Crib bumpers, which used to be popular, are now banned in the U.S. as of 2022. Padded bumpers can cause entrapment, suffocation, or strangulation. On a side note, inclined sleepers are also banned. Despite crib bumpers being marketed as safe sleep products, the AAP advocated for the ban of these products for years because of the risks they pose to infants.

5. Blankets, pillows, comforters, and quilts

Babies do not need blankets or stuffed animals and certainly not decorative comforters with buttons or loops. All of these items can cause choking, strangulation, or suffocation and should never be placed in the crib until your baby is old enough. Using these items during tummy time is okay, but when it’s time for bed, remove them from the crib.

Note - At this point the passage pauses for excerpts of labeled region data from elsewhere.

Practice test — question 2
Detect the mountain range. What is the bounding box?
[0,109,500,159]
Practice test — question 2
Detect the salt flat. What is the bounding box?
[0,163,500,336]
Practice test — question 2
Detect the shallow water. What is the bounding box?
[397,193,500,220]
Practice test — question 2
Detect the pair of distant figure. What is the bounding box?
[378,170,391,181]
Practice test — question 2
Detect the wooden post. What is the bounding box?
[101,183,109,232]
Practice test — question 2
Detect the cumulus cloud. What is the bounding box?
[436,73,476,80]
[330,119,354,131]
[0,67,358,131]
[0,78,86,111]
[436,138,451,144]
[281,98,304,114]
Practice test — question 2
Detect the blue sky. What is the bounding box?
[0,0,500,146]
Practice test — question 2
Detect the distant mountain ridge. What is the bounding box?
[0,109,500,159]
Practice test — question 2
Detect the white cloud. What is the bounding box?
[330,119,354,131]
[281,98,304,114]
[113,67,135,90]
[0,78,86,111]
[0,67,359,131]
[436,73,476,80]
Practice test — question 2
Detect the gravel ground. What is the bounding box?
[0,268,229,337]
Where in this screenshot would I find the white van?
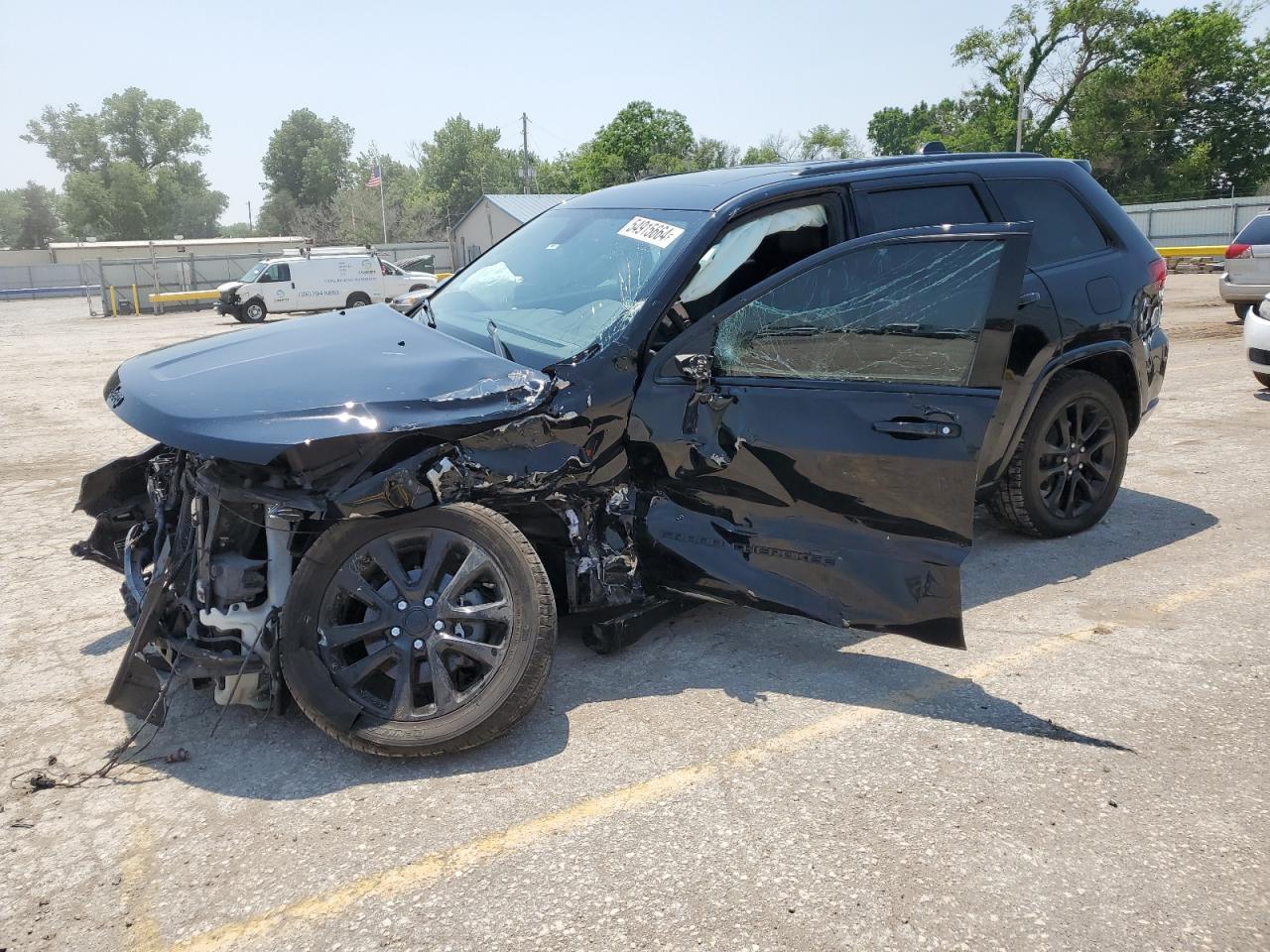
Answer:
[216,251,437,323]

As with all things baby-related, going with your gut, doing your research, and using good old common sense will go a long way to ensuring the safety of your little one. And remember, when in doubt consult your pediatrician.

6. Sleep positioners

Also called ‘anti-roll’ products or nests, sleep positioners were designed to keep a baby in one position while asleep. Unfortunately, while these products are marketed as a way to help babies sleep longer and better, they can cause accidental suffocation. Your little one won’t need this or any other item listed above to sleep well. All they need is a flat, firm surface and comfortable, warm clothing.